Com o fim da safra da cana-de-açúcar no mês passado, migrantes de diversas partes do país voltaram para suas cidades de origem deixando para trás mais de cem mulheres grávidas e filhos "órfãos" em Guariba (74 km de Ribeirão Preto).
A cidade, com 30 mil habitantes, recebe a cada safra pelo menos mais 10 mil pessoas para o trabalho temporário.
Só neste mês, 20 processos propondo ação de investigação de paternidade estão em andamento no Fórum de Guariba.
"O número é elevado, se comparado ao de outras comarcas da região. São filhos da safra", diz o promotor Ricardo Brites de Figueiredo, 25.
Adriana Cristina Ramos, 19, está grávida há quatro meses. O pai da criança tem mais de 40 anos.
Depois do fim da colheita, mesmo sabendo que Adriana estava grávida, o homem voltou para sua cidade em Minas Gerais.
"Ainda gosto dele", diz ela chorando. "Mas me senti traída quando ele foi embora", afirma.
"Agora, o que me resta é trabalhar e cuidar do meu filho", diz a adolescente, hoje desempregada.
Pelo menos 40% dos trabalhadores rurais estão parados por causa do fim da safra, de acordo com o sindicato da categoria.
A mãe de Adriana, Rosângela Maria Sorsen Paulino, não deixou que a filha fizesse aborto.
"Quero um menininho. Mulher sofre muito. Mas mesmo se for uma menina, não vou ter coragem de tirar."
Não há estatísticas sobre o número de abortos em Guariba. Na periferia da cidade, mulheres vendem por R$ 110,00 cartelas com quatro comprimidos de Citotec (medicamento usado para o tratamento de úlcera, também usadado para provocar abortos).
Há também "receitas" abortíferas citadas pelas mulheres grávidas na safra. Entre elas, introduzir arames, tubos de desodorantes e pontas de cabides na vagina para provocar a morte do feto.
Desnutrição
Alzira Correa de Araújo, 20, desempregada, tem dois filhos e espera o terceiro há seis meses. Todos de pais migrantes diferentes.
Os filhos não vivem com a mãe. Cada um mora com parentes de Alzira. O destino da criança, que ela carrega na barriga, não será diferente. Alzira vai doar o bebê a uma família de Ribeirão.
"Não tenho condições de sustentá-lo. É melhor dar para quem tem o que comer. Comigo meu filho pode passar fome", afirma.

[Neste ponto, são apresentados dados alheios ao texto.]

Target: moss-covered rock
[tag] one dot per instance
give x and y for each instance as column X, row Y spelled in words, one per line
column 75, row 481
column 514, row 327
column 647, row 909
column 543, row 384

Quase 60% das crianças internadas no hospital de Guariba neste mês sofrem de desnutrição.
Cerca de 25 crianças todo mês são internadas no hospital por causa da doença. A maior parte mora em bairros periféricos como Vila do Valter e João de Barro.
Segundo a Pastoral do Migrante, os dois bairros têm 90% de sua população formada por migrantes.
"Aqui é um pedaço do Nordeste encravado no interior", afirma o comerciante Celestino Sbardelotto, 41, dono do maior restaurante da cidade, que fica em frente a praça central.
Segundo ele, na época da safra, famílias inteiras chegam a Guariba com apenas uma sacola de roupas, sem ter o que comer, onde morar ou trabalhar.